Open bowenlan-amzn opened this issue 9 months ago • 1 comments

Follow up tasks for #13317

The idea of the filter rewrite optimiaztion is to utilize the index structure instead of iterating over documents to get the buckets results. We are able to know how many buckets before the actual aggregate execution logic begins.

As the bucket counts increase or the number of documents that should be aggregated on decrease, the iterative method may become faster and the filter rewrite method may become slower. Currently we have a cluster setting to define the supported bucket count but it may not always work. For example, if the dataset only has 3k different values and the aggregation query asks for 1024 buckets, it is too high and wouldn't be better than just iterating over; on the other hand, if the dataset has 100k different values, we can probably support more than 1024 buckets.
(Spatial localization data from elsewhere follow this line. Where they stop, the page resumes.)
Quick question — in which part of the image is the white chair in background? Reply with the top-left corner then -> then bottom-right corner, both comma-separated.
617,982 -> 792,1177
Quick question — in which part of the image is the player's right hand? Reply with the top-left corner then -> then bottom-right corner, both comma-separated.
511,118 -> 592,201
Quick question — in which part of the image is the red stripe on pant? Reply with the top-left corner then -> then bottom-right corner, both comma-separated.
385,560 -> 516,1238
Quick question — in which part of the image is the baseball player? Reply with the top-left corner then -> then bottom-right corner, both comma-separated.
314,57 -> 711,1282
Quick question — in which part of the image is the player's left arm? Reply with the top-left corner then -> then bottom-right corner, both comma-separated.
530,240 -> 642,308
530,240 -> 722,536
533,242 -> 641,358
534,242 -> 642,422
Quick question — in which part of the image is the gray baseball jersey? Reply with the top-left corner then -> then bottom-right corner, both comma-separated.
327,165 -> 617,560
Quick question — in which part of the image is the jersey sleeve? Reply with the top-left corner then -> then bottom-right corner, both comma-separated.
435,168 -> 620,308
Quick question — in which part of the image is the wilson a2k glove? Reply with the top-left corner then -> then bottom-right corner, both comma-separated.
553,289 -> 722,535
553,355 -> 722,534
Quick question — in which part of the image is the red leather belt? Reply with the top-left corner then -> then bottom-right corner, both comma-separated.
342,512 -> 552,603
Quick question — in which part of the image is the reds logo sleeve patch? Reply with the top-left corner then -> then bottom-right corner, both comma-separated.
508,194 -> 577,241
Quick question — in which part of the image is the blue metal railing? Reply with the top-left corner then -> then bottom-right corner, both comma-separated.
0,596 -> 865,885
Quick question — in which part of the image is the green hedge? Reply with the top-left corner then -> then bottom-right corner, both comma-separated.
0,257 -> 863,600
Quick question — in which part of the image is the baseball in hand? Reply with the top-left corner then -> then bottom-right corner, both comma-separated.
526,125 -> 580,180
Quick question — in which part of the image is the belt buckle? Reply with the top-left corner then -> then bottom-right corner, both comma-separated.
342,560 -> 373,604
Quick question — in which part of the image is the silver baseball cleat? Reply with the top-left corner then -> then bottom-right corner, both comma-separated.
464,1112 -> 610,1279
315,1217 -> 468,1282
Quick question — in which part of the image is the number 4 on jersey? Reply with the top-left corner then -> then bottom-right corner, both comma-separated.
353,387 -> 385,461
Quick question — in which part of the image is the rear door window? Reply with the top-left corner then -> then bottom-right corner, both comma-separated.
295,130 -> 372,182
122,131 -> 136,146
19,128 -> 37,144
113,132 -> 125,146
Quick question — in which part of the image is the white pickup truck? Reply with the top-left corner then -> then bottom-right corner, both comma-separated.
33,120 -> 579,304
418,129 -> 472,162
This task is to investigate some rules to decide whether the optimization should be used, dynamically depending on the dataset or the index.

The biggest part of overhead normally is when reading the values from documents. The bkd index structure has all the documents as leaf nodes and will only need to be traversed through when the leaf node is intersected with the query. One idea here is to do a dummy traversal on the bkd tree to tell how many leaf node will be intersected, and how many middle node will be skipped, based on these 2 numbers, we can get a relatively accurate idea about the cost of certain range query.

bowenlan-amzn avatar May 06 '24 02:05 bowenlan-amzn

[Triage - attendees 1 2 3 4] @bowenlan-amzn Thanks for filing.

andrross avatar May 08 '24 15:05 andrross

close because new issue #14438 will include this.

bowenlan-amzn avatar Jun 18 '24 19:06 bowenlan-amzn